First and foremost, with one of the highest inflations in the world (up to 158.1 % for 2015, according to the IMF), a GDP down by -10% (by far the worst performance in the region), and a huge discrepancy between the official currency rate ($1 US = 6.9 bolivars) and the black market rate ($1 US = 800 bolivars), these economic imbalances need to be urgently addressed. This is easier said than done. Now that PSUV has lost the parliamentary elections, Maduro may consider adjusting the official exchange rate as well as attempting to raise the minimum wage. While he did not want to do this before, as it would have been perceived as a major defeat in what Maduro calls the “economic war” against Venezuela, now may be the time. With Venezuelan oil barrel at $34, the margin of maneuver is scarce. But if oil prices pick up and the economy improves, by 2018 nobody will focus on this “defeat”. PSUV should also focus on reinvigorating the grassroots aspects of chavismo, which deteriorated since the premature loss of the Revolution’s charismatic leader, whose huge popularity was a continuous source of legitimacy.

One could argue that, because chavismo has been at the forefront of Venezuelan policy for the last 17 years and that Maduro only won the presidency after Chavez died, the election results were more of a rebuke of the Maduro presidency than a rejection of chavismo. It could be possible that Venezuelans aren’t rejecting labor unions, literacy programs, and other social programming, but rejecting high inflation and basic goods shortages.

If the President and his allies are unable to make progress on the country’s economic woes, then Maduro is unlikely to win a reelection bid in 2018, let alone survive a referendum. But if they are able to get back to the roots of chavismo and make progress on hyperinflation (which is impoverishing people) and the massive difference in value between the rate of official bolívar and black market rate (which is dividing the society between those who have access to dollars and those who do not), then there is hope.

If the MUD attempts to reverse the social programs of chavismo too quickly, it could weaken its own support as well.
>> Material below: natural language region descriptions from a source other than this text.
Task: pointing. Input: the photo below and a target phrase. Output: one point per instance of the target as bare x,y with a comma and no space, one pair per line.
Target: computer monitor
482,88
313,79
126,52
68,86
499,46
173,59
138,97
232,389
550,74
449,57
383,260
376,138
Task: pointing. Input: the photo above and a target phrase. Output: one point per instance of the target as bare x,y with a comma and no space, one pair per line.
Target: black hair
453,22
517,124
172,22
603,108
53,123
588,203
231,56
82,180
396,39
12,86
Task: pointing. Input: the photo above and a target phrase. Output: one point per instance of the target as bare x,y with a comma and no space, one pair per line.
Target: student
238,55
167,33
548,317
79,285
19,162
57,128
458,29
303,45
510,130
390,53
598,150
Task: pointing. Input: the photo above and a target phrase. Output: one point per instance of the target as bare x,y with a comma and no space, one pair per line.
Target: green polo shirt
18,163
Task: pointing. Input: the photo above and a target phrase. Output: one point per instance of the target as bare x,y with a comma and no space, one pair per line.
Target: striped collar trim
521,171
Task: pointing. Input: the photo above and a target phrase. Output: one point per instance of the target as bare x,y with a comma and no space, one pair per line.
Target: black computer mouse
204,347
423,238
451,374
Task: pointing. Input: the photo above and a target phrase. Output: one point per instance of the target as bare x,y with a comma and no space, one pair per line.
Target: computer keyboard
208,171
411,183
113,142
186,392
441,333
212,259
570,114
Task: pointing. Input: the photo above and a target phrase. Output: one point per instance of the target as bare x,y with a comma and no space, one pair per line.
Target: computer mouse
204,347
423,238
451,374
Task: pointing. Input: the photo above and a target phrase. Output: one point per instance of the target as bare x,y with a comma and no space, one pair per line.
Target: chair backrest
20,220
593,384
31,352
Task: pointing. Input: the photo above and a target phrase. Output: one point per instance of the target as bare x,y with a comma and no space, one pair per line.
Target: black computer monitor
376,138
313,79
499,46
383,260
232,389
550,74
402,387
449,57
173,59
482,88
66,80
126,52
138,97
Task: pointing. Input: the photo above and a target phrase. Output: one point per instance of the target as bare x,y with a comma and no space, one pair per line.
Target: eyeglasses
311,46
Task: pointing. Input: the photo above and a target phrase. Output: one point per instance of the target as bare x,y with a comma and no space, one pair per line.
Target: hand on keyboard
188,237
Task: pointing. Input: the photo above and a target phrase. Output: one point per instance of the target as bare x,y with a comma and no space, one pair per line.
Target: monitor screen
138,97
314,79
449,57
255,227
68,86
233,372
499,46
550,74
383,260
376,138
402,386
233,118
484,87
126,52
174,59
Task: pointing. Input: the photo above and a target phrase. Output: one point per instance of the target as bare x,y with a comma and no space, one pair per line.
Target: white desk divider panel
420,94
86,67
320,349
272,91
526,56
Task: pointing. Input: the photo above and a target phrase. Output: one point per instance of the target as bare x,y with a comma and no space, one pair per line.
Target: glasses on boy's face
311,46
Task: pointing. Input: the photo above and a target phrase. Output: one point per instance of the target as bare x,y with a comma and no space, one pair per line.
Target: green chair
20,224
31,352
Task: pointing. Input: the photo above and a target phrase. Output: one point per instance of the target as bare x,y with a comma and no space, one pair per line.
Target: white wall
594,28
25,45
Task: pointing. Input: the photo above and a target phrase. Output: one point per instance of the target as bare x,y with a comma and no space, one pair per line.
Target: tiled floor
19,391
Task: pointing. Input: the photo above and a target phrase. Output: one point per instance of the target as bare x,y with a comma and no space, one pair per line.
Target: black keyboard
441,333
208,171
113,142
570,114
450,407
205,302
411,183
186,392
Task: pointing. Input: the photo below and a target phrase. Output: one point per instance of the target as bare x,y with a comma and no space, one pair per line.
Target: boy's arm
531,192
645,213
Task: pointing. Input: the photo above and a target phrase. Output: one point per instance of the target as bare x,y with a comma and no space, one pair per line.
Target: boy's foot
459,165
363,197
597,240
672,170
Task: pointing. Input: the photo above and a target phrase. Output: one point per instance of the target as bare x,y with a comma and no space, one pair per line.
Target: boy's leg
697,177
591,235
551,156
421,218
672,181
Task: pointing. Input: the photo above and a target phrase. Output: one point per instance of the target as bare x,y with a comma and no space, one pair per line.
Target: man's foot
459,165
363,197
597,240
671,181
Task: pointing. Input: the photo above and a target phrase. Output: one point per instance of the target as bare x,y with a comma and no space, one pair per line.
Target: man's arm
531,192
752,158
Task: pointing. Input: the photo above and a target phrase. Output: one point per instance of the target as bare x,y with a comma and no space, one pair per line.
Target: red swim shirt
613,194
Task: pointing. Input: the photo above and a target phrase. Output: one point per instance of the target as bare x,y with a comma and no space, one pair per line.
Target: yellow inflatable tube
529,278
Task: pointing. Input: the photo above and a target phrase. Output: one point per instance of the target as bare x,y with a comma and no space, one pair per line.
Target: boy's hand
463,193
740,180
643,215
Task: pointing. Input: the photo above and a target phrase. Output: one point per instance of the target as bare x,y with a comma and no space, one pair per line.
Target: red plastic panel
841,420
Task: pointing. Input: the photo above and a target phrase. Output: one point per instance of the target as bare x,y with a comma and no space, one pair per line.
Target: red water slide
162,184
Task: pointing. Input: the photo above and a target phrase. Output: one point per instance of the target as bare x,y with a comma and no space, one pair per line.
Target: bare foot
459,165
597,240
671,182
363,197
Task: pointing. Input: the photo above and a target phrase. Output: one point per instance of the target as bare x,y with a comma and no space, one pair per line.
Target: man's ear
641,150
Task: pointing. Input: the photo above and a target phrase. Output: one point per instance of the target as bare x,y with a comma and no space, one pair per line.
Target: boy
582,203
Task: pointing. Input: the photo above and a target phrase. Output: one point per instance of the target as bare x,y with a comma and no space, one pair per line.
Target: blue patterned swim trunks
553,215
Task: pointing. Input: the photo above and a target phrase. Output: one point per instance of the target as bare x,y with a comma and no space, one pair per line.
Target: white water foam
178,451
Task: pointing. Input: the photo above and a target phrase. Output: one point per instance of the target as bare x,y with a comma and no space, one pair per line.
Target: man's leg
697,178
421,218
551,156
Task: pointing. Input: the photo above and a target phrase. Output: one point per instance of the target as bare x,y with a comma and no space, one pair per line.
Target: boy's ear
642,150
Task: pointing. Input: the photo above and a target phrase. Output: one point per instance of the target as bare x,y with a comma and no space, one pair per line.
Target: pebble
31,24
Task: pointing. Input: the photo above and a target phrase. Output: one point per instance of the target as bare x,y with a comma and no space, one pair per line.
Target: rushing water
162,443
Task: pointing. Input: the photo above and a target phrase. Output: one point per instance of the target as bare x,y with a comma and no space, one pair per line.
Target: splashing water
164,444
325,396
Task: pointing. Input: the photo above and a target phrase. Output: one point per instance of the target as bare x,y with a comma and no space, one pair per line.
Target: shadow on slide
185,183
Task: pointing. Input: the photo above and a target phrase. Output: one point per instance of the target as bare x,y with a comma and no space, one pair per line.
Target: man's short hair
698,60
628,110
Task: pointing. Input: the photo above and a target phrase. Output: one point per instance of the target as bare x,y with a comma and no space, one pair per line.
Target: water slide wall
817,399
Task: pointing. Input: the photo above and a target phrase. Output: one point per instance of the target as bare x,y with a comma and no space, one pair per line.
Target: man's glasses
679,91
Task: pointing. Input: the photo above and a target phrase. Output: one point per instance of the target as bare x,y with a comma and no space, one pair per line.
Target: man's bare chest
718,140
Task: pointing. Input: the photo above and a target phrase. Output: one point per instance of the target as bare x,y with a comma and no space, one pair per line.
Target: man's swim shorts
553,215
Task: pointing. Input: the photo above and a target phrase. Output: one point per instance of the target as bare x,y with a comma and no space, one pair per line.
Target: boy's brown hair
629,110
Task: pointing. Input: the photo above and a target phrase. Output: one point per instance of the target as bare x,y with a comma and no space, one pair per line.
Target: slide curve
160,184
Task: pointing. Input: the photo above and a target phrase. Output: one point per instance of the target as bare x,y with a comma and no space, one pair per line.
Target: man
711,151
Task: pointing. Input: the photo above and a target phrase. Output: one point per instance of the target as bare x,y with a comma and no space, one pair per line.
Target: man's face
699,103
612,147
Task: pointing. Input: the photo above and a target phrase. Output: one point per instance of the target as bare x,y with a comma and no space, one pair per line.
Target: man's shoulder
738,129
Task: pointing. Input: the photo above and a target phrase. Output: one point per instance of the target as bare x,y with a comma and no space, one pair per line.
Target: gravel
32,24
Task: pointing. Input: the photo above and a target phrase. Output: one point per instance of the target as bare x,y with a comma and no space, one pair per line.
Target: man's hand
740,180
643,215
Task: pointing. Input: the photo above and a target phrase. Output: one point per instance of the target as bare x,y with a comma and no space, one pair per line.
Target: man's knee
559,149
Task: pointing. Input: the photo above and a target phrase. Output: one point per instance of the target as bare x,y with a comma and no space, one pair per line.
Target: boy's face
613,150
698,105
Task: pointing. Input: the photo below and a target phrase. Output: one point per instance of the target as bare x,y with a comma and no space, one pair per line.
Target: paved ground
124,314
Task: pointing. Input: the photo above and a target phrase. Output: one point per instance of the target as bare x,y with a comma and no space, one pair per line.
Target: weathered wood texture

Many in Venezuela argue that the MUD has heterogeneous ideological composition, which made the party unable to put together a policy agenda, forcing them to rely on the troubled economy and the PSUV-led political crackdown, performed by a non-independent judiciary. Polls have shown that the majority of the country (about the same amount as the margin by which the MUD won on December 6th,   -i.e.56 % against 40 %) supports the social missions which are chavismo’s key social policy instruments: raising the minimum wage, stabilizing food prices, and guarantying basic social services.

This highlights that Venezuelans do not believe in solely relying on the market, but are reacting to a catastrophic economic situation and desperately want to see some improvements. Venezuelans have rejected neoliberalism before, and surely they will do so again. For 17 years, in the face of both adversity and prosperity, they have shown that they want a country that provides for the many, not just for the few. But chavismo is running out of time and much will depend on how Maduro deals with the unprecedented situation of having a parliament fully controlled by the opposition and a struggling economy. “The bad guys have won”, he said, after conceding defeat. The “good guys” now have a last chance to prove that, by bringing back prosperity and social justice to all people, the left isn’t dead yet in Venezuela.